Sicuramente l’attuale stagione di Formula 1 2021 si sta dimostrando tra le più competitive rispetto alle ultime. Infatti, si sta vedendo una vera e propria lotta ai vertici tra il campione del mondo in carica Lewis Hamilton su Mercedes ed il principale rivale nonché nuovo leader del mondiale Max Verstappen su Red Bull. Ma accantonata per un momento la questione classifica, ci sarebbe un’ulteriore novità molto attesa in vista della seconda parte della stagione, ovvero: l’introduzione della Sprint Qualifying. Si tratta di gare di breve durata della lunghezza di 100 Km che si disputeranno il sabato pomeriggio e che, una volta assegnati 3 punti al primo classificato, 2 al secondo e 1 al terzo, determineranno la griglia di partenza del Gran Premio della domenica.

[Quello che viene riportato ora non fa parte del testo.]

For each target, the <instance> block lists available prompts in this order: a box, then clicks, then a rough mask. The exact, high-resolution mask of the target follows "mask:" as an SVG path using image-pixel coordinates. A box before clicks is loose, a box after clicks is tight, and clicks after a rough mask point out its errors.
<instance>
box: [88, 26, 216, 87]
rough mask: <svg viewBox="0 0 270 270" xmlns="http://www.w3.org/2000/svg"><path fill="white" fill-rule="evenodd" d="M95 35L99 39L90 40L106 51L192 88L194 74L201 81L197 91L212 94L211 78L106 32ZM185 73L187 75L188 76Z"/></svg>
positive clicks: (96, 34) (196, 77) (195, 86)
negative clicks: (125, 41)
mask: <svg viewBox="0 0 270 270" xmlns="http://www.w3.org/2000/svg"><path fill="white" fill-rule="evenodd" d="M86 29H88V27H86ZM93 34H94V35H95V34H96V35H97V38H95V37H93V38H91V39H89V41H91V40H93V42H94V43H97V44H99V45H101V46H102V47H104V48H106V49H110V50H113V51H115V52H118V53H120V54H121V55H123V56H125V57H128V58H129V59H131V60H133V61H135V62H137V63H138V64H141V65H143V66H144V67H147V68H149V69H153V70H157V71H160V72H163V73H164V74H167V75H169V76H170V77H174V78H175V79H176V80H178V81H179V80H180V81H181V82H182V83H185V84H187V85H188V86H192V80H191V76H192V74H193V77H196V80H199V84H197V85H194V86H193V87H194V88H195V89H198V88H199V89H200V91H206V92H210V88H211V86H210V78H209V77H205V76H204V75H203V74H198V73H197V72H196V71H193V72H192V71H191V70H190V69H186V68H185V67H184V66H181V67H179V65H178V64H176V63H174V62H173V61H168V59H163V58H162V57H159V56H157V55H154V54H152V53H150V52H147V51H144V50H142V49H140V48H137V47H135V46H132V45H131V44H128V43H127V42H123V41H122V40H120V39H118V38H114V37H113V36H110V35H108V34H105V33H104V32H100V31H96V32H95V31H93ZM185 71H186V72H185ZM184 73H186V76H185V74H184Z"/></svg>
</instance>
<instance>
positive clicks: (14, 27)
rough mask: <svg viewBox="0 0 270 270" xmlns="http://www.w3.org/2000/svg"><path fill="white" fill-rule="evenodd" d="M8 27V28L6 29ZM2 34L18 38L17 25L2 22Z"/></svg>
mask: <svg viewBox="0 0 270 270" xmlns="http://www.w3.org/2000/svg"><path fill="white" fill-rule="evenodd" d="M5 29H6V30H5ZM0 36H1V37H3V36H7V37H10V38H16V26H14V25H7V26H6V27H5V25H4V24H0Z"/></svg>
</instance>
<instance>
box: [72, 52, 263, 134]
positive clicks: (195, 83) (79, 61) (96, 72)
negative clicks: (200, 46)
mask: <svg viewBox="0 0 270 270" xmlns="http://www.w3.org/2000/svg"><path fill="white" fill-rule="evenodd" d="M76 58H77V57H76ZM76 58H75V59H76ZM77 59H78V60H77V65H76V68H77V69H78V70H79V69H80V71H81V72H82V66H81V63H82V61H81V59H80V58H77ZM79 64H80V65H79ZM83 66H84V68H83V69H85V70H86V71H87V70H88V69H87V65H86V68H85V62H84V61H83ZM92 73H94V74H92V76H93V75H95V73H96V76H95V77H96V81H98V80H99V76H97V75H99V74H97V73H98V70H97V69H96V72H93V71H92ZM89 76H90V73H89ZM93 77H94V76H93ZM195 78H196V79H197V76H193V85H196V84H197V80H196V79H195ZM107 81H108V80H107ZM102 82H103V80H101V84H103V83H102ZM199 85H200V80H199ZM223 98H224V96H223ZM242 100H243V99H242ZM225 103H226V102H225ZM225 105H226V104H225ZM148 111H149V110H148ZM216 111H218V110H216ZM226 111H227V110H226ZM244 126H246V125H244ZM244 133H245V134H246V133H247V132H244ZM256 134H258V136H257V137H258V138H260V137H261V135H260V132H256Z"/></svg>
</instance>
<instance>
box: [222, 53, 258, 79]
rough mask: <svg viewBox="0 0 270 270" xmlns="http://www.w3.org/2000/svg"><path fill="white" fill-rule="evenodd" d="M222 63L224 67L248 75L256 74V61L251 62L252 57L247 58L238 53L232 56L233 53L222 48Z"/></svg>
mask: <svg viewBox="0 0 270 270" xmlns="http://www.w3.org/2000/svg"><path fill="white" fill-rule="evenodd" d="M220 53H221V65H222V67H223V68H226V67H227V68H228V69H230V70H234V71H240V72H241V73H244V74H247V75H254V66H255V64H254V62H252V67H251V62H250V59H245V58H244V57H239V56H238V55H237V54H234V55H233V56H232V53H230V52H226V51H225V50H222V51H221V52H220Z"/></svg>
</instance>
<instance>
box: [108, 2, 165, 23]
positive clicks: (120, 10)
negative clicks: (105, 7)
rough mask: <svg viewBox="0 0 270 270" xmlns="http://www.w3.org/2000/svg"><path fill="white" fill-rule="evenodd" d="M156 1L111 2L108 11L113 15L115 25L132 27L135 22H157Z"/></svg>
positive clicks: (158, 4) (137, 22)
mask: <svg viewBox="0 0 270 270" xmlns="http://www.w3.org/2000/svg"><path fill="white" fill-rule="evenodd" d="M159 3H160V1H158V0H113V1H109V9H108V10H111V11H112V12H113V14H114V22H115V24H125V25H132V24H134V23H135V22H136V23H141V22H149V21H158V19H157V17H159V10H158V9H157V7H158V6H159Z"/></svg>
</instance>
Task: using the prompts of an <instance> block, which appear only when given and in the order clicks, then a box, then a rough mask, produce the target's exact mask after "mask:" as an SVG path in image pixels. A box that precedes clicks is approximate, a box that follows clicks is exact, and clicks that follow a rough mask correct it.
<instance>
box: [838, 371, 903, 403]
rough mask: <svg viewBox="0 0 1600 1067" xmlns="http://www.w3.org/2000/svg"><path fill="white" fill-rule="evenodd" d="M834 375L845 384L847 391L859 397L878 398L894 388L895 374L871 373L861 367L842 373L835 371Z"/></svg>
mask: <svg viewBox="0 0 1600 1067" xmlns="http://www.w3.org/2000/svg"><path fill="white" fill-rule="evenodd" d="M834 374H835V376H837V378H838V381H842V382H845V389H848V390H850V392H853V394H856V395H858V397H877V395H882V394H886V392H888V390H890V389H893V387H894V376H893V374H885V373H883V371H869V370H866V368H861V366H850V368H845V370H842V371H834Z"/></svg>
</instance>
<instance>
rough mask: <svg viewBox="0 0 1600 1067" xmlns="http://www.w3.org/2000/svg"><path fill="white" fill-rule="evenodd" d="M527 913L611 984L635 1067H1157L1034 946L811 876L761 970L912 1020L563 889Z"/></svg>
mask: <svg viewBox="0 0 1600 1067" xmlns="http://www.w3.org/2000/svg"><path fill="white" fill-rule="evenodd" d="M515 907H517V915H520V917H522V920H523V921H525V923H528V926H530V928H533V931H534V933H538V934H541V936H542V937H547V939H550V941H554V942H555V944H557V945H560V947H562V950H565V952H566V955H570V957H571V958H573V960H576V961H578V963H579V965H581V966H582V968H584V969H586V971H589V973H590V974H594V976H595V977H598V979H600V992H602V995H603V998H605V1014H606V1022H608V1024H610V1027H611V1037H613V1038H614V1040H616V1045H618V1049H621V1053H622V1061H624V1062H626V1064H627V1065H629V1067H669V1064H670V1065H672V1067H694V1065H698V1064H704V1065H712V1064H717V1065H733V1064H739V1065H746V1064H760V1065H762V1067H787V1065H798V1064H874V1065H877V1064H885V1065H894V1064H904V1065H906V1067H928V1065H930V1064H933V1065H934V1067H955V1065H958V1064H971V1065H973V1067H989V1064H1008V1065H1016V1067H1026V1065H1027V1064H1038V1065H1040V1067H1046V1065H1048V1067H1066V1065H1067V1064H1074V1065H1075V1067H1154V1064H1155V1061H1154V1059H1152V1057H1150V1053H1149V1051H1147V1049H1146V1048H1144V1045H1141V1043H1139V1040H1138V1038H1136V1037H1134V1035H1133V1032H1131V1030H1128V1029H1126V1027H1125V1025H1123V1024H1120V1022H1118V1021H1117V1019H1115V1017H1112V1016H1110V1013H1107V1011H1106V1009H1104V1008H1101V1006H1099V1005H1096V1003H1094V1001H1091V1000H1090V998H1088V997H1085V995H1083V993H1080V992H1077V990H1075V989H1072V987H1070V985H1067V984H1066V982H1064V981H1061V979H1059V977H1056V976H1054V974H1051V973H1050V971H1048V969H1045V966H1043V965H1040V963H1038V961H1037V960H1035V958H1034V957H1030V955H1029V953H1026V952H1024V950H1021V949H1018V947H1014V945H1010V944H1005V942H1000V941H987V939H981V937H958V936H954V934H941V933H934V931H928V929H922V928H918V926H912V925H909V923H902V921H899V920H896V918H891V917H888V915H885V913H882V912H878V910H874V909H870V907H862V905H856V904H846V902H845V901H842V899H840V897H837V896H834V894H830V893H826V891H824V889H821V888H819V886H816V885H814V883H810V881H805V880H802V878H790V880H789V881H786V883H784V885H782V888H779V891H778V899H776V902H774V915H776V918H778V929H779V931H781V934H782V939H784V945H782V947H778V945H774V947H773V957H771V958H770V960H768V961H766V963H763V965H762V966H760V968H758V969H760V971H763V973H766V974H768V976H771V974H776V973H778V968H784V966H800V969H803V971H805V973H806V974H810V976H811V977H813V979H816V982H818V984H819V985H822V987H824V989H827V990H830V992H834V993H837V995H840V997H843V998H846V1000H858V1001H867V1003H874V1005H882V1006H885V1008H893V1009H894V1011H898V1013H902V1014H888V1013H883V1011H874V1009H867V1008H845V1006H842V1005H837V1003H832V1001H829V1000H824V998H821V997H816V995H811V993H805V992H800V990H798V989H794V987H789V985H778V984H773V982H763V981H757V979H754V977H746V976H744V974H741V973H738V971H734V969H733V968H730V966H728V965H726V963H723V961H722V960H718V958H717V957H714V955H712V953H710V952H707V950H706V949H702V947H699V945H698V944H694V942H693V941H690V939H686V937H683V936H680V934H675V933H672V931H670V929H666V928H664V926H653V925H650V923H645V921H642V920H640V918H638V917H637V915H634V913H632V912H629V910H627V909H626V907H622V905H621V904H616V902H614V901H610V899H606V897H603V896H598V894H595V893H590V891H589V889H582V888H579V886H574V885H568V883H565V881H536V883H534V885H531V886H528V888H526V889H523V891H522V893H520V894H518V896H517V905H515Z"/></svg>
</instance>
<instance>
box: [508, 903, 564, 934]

Per tale occasione è intervenuto Stefano Domenicali, nuovo CEO della Formula 1, il quale ha reso nota l’idea di aumentare il livello di spettacolo durante il weekend. Lo scopo non è quello di volersi sedere sugli allori di un format che, da classico, potrebbe diventare vecchio. Per adesso è un esperimento che dovrebbe rendere interessanti venerdì, sabato e domenica, con le prove del primo giorno propedeutiche a una gara breve da tenersi il sabato, che stabilisce l’ordine di partenza della gara principale della domenica. Una formula che offre più contenuti per le televisioni e che permette agli organizzatori di spalmare l’interesse su più giorni.

Un’interessante novità riguarda l’idea di Domenicali nell’offrire un bonus in termini di punti diretto al pilota che sarà capace di conquistare il noto Gran Chelem, classificandosi al vertice per tutto la durata del weekend di gara con il format rinnovato. A tal proposito stanno pensando ad un bonus di punti per il pilota che centra pole position, vittoria nella gara sprint e vittoria del Gran Premio. Se avrà successo, questa potrà diventare la modalità d’esecuzione in pianta stabile per i Gran Premio più storici e iconici.

Se dovessimo aspettarci ancora qualche cambiamento a causa della pandemia da Covid-19 per il corso dell’anno, il Ceo della F1 è intervenuto dicendo che un loro grande pregio è la flessibilità, dunque dovranno adattarsi necessariamente a situazioni mutevoli ed essere capaci di riprogrammare la logistica come hanno fatto in questi ultimi tempi, quando hanno dovuto in poco tempo cancellare Canada e Turchia e raddoppiare il Gp di Francia. E si tratta di riprogrammare e pianificare una mole enorme di spostamenti di persone e materiale.